DURHAM -- Amid the whoops and hollers, and the traditional bonfire bench burnings, longtime basketball observers could not help but notice a distinct shadow falling across Duke's on-campus national championship victory celebration. The celebration, they observed, was less exuberant, less unabridgedly blissful than previous such celebrations as Duke fans, the team and its coaches included, admitted still not having fully recovered from the University of North Carolina team's loss in the National Invitational Tournament final on Thursday night.
"It was a testament to our team's heart that my boys were even able to play tonight's game at all after watching UNC go down on Thursday," said Duke Coach Michael Krzyzewski just after the game. "They were just in a funk, but they fought through it," he said.
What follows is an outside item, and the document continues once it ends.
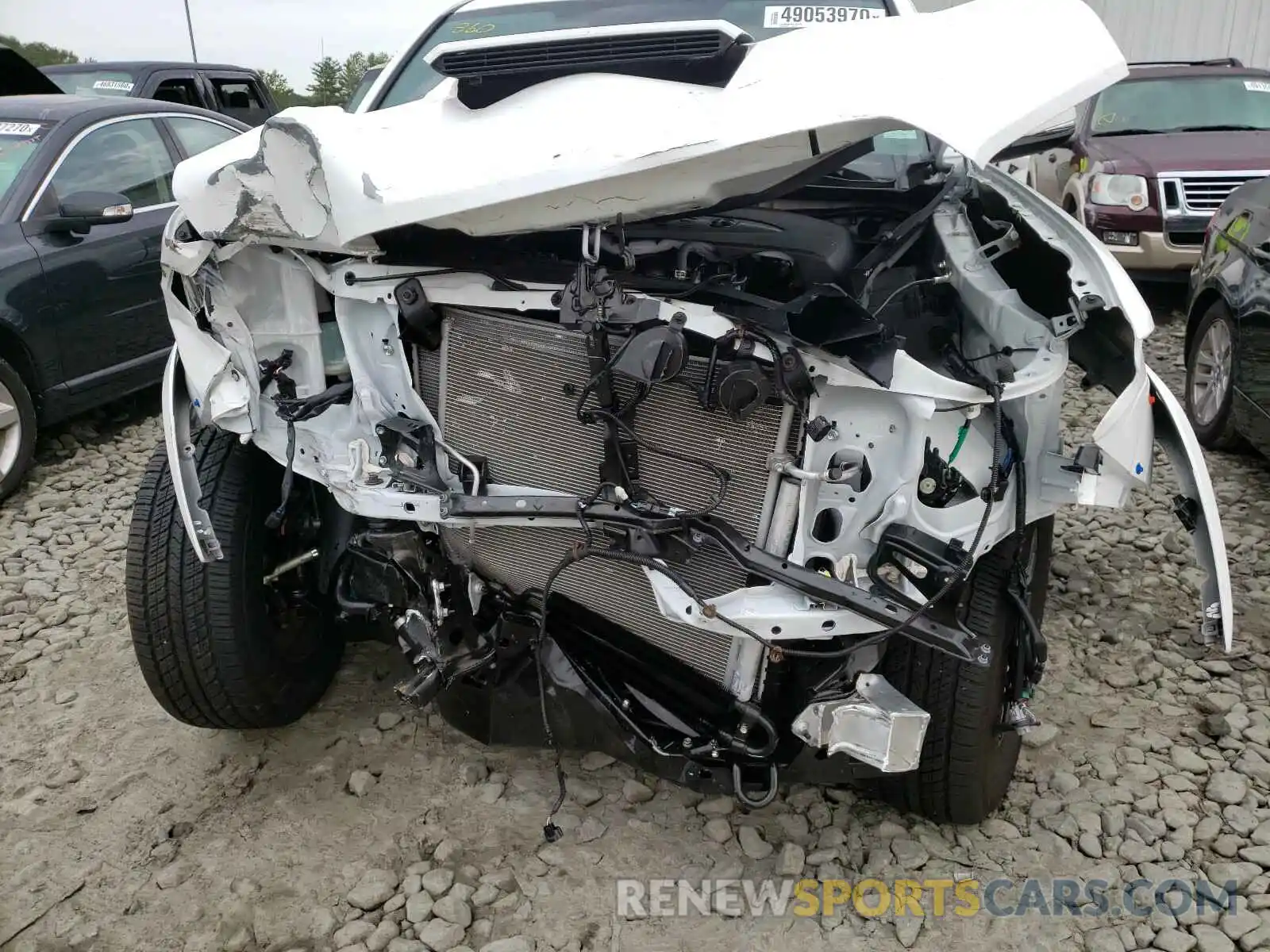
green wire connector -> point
(960, 440)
According to Krzyzewski, "A lot of the tears after the championship game were not for joy, they were out of sadness that the Heels couldn't celebrate with us."
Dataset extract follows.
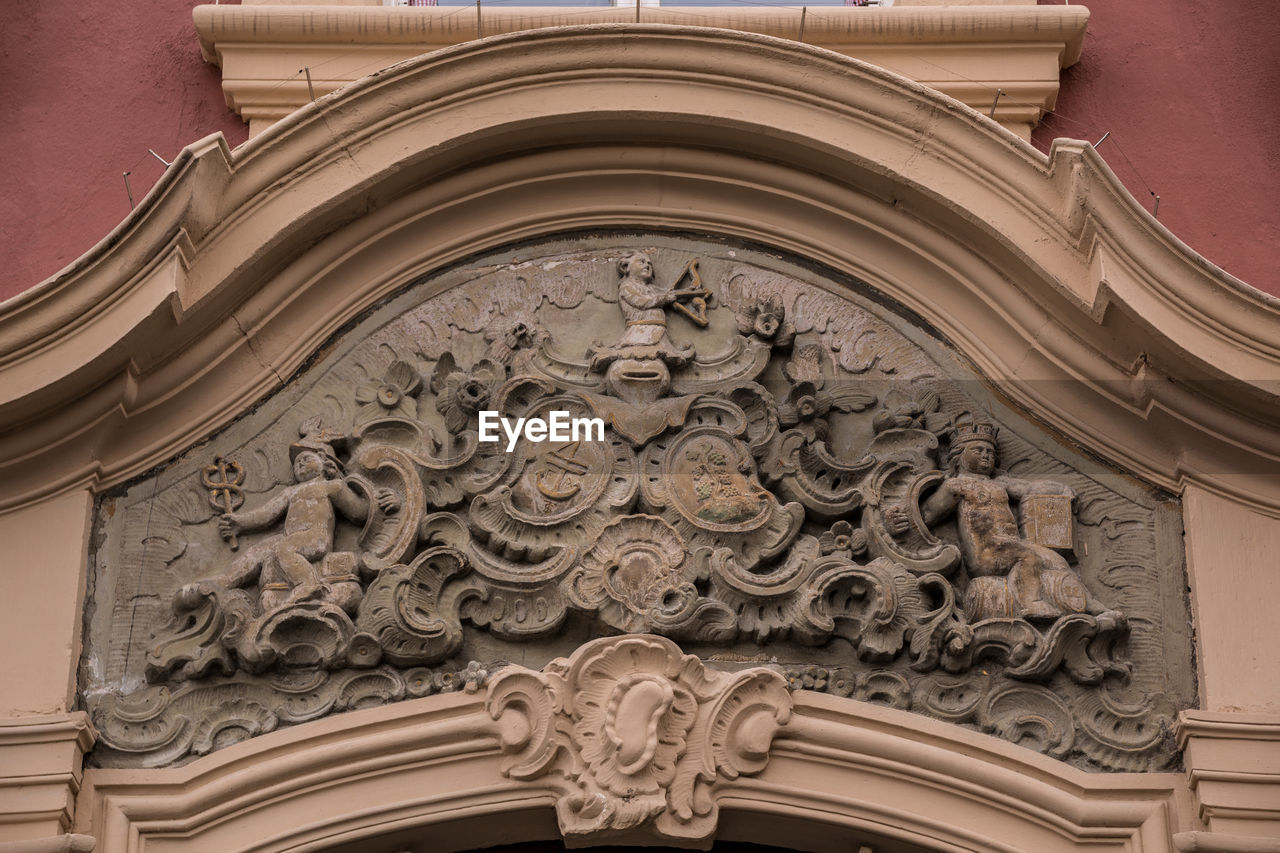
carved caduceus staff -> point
(223, 480)
(695, 295)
"The first thing I did after I got off the court," said Krzyzewski, "was call Roy (Williams) to make sure he was doing OK. It's hard to put your heart into a celebration when you know your friend is in pain."
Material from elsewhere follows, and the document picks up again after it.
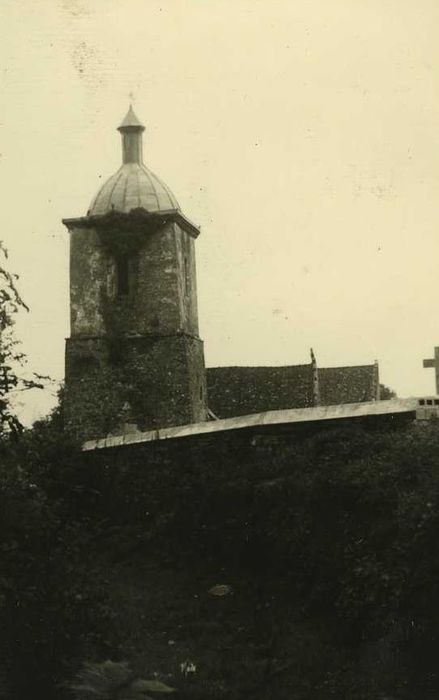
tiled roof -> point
(238, 391)
(348, 384)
"It's difficult to fully enjoy our success while still smarting from the Tar Heels falling just short of their goal," said Final Four MVP Kyle Singler. "To tell the truth, this doesn't feel quite as good as the feeling I had last year when the Tar Heels won it all," the Duke forward added.
According to Duke point guard Jon Scheyer, “One thing that carried me through, that motivated me, was knowing that the whole Tar Heel Nation was behind us, and that maybe our victory would boost them just little out of their doldrums.”
"Maybe later," said Duke assistant coach Chris Collins, "after the Tar Heel team has a chance to appreciate how good their incoming players are and that they still have a chance to win in future, they will cheer up, then our team and fans will be able to fully appreciate our win too."
Duke students were sober as well in their assessment of the championship's meaning given the Tar Heels' falling one step short of unprecedented back-to-back NCAA and NIT titles. Said Duke sophomore Jan Goldstein of Paramus, "I felt so bad watching how the Tar Heel team reacted after losing to Dayton, I almost didn't watch the Butler game, but I am glad I did because I did feel better after Duke won, at least a little bit. But, to tell the truth, I did spend a lot of time during the game thinking about Marcus (Ginyard) and Deon (Thompson) and how much it must hurt to lose your final game as a college player."
Duke senior psychology major Lawrence Runkin from Brooklyn said he had been acting as a volunteer bereavement counselor at UNC's Campus Health Services on all day on Friday and Saturday and had not much time to even think about the Duke and Butler contest until he saw some guys in the dorm lounge watching the game when got home late Saturday. "I guess I am glad we won but the looking at the impact of the Tar Heel loss had on students there had already put sports into some larger perspective for me," Runkin said.
As students and other Duke fans entered the welcoming ceremony for the return of the Duke team in Cameron Indoor Stadium on Tuesday afternoon, they could look across Wallace Wade Stadium at the flag which had been flying at half mast for Carolina since Friday morning, the sight of which had to dampen their spirits. The welcoming ceremony, which did eventually become more lively, began with a brief moment of "silence and meditation for our friends in Chapel Hill" led by Duke Chaplain the Rev. Bernard T. Stubbs.
Gary D. Gaddy has to admit he pulled for Butler -- along with about everybody else not from west Durham or the Tri-State Area.